Z okna na trzecim piętrze budynku przy ul. Dąbrowskiego wyskoczył 62 - letni mężczyzna. Jak dowiedziało się Radio ESKA, powodem targnięcia się na życie miała być niekorzystna dla niego decyzja Sądu, w toczącej się wcześniej sprawie cywilnej przeciwko jednej z miejscowych spółdzielni mieszkaniowych.
Mężczyzna zawiedziony rozstrzygnięciem przyszedł do sądu, najpierw wdarł się na salę rozpraw, gdzie orzekano w innej sprawie i zaczął krzyczeć. Następnie wybiegł na korytarz, udał się na trzecie piętro, gdzie otworzył okno od strony podwórza. Pracownicy sądu próbowali negocjować z desperatem, odwodząc go od samobójczego zamiaru. Powiadomiona o zdarzeniu straż pożarna rozpoczęła rozkładanie zabezpieczeń, jednak zanim zakończono przygotowania mężczyzna zdecydował się na skok. Zginął na miejscu w wyniku wielonarządowych obrażeń ciała.
Następne informacje z onet.pl
Mężczyzna wyskoczył z okna trzeciego piętra budynku sądu w Tarnowie. Poniósł śmierć na miejscu - poinformował rzecznik małopolskiej straży pożarnej Andrzej Siekanka. Tarnowianin miał zaległości czynszowe.
Trzy dni wcześniej tarnowski sąd w wydziale cywilnym nakazał mężczyźnie zapłacenie zaległości czynszowych wobec spółdzielni mieszkaniowej w wysokości ponad 8 tys. zł.
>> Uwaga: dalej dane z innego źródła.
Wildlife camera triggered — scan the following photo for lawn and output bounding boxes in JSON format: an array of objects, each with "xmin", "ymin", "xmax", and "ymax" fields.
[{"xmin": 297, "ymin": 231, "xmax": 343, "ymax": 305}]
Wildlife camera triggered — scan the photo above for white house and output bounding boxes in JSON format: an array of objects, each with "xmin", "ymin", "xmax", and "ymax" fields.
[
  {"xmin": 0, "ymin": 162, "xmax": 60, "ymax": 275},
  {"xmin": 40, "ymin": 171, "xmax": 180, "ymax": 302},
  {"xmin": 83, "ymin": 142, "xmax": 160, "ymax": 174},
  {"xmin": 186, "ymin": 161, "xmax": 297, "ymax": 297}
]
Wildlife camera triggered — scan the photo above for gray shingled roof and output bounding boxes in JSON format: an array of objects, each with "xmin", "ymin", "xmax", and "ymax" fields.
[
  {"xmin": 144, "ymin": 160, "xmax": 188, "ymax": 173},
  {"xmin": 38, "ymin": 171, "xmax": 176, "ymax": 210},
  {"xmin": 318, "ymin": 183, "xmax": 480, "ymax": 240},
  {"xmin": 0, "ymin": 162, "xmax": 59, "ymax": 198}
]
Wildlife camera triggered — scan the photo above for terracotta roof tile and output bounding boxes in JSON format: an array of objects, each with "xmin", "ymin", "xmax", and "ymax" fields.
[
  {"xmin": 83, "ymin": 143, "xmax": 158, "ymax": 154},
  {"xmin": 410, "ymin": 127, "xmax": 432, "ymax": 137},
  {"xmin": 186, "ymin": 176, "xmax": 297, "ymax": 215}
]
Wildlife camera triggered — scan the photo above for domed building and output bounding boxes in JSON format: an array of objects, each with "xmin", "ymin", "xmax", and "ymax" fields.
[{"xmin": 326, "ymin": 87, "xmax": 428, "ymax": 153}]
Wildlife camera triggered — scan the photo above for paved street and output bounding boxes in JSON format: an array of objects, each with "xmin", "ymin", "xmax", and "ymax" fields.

- Wyrok jakich wiele. Sąd rozłożył pozwanej rodzinie spłatę zaległego czynszu na 25 rat i zwolnił od kosztów sądowych - powiedział rzecznik Sądu Okręgowego w Tarnowie sędzia Marek Długosz. Jak wynika z ustaleń dziennikarzy, rodzina prawdopodobnie płaciła czynsz w sposób nieregularny.
W piątek, w trzy dni po wyroku, mężczyzna przyszedł do sądu. Wszedł na salę, gdzie zapadł niekorzystny dla niego wyrok i zakłócał rozprawę, prowadzoną przez tego samego sędziego, który wydawał wyrok w jego sprawie. Rozprawa dotyczyła takiej samej sprawy.
Gdy na salę wkroczyła wezwana policja sądowa, mężczyzna wyskoczył przez okno.